In the WSJ’s “Investing in a ‘Fat Tail’ world” Pimco’s Mohamed El-Erian writes that “Navigating such unpredictability requires investors to rely less on historical short cuts and, instead, spend more time decomposing asset classes into their constituent risk factors. Moreover, they need to internalize a much broader set of correlations, pursue a more global opportunity set, and mitigate risk not only by diversifying but also by using active tail hedging aimed at protecting against the bad extremes of possible outcomes. Investors must also stay ahead of a whole range of “unconventional” policy interventions that alter the very functioning and liquidity of markets, including the large-scale use of public printing presses by central banks in Europe and the U.S. By driving interest rates to very low levels, central banks are pushing investors out on the risk spectrum… In such a world, prudence is the name of the game, and patience will likely be rewarded. To paraphrase Will Rogers, investors are well-advised to worry first about the return of their capital and second about the return on their capital.” (No doubt this contains an element of truth but also sounds like a strong pitch for the potential value added of active management by Pimco experts.)
In the Globe and Mail’s “Recent cheery numbers mask U.S. economic woes” Brian Milner quotes Rob Arnott who “points to the embattled housing market, worsening job outlook and deepening fiscal woes to back his contention that investors should be getting out their umbrellas to deal with what he calls the eventual “3D hurricane” of soaring debt and deficits and aging demographics…. He thought the ideal time to build that third pillar (of sound investing, the other two being stocks and bonds) would come more than two years ago, when he recommended that investors build a hedge against home-grown inflation and reduce risk by diversifying into other markets and assets, including commodities, high-yield corporate bonds and emerging market debt.” (He admits that he was early two years ago, but much less early today.)
And finally for those of you interested to ponder “Capitalism in Crisis” the Financial Times has whole series of articles trying to answer questions such as: have we lost our way, where to now, what is capitalism, etc.
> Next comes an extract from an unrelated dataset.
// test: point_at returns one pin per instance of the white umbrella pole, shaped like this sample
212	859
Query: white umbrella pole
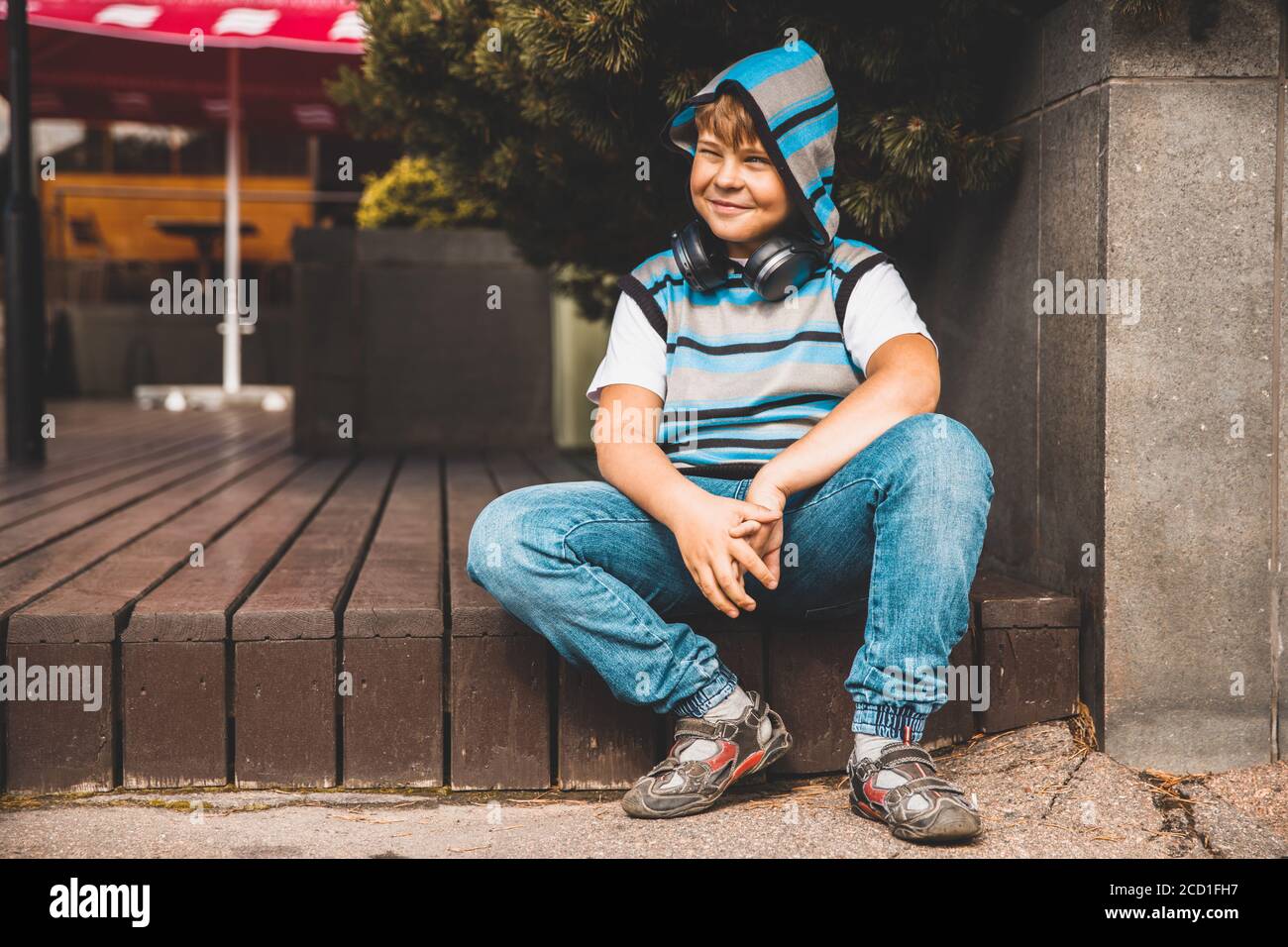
232	232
Some of the articles I found of interest include: the editorial “Capitalism is dead; long live capitalism” (“At a time of ongoing financial shocks, this need for adaptation has not ended. On the contrary, it is as important as ever… the achievement of extraordinary wealth may not reflect exceptional merit. In societies that rely on consent, this is politically corrosive.”), John Plender’s “The code that forms a bar to harmony” (“The enrichment of bankers, corporate chiefs, flash traders and their cronies is testing tolerance of inequality”), Lawrence Summers’ “Current woes call for smart reinvention not destruction” (What we need is application of capitalist/market principles to health, education and social protection), “You may not want to…but it is time to hug a hedgie” (We need traders to provide liquidity. “…the market is distorted: much trading goes on inside too-big-to-fail behemoths that have an implicit government backstop. If you subsidize the risk in trading, naturally it will be copious and, worse, dangerous”. Hedge funds offer part of the answers.), Samuel Brittan’s “The market still has no rivals” (The market does not reward personal merit. “Redistribution is best carried out by a (preferably unified) tax and social security system“, the “central case for competitive capitalism is that it promotes personal and political freedom”.), and all the way to one by John Kay’s “Let’s talk about the market economy”(We don’t really have capitalism today. In Marx’s time it was about individuals with capital controlling the means of production, then we moved to a separation of ownership from control and now critical success factors are “its systems of organization, its reputation with suppliers and customers, its capacity for innovation”. Continuing to use the old term ‘capitalism’ “we are liable to misunderstand the sources of strength of the market economy and the role capital plays within it”.).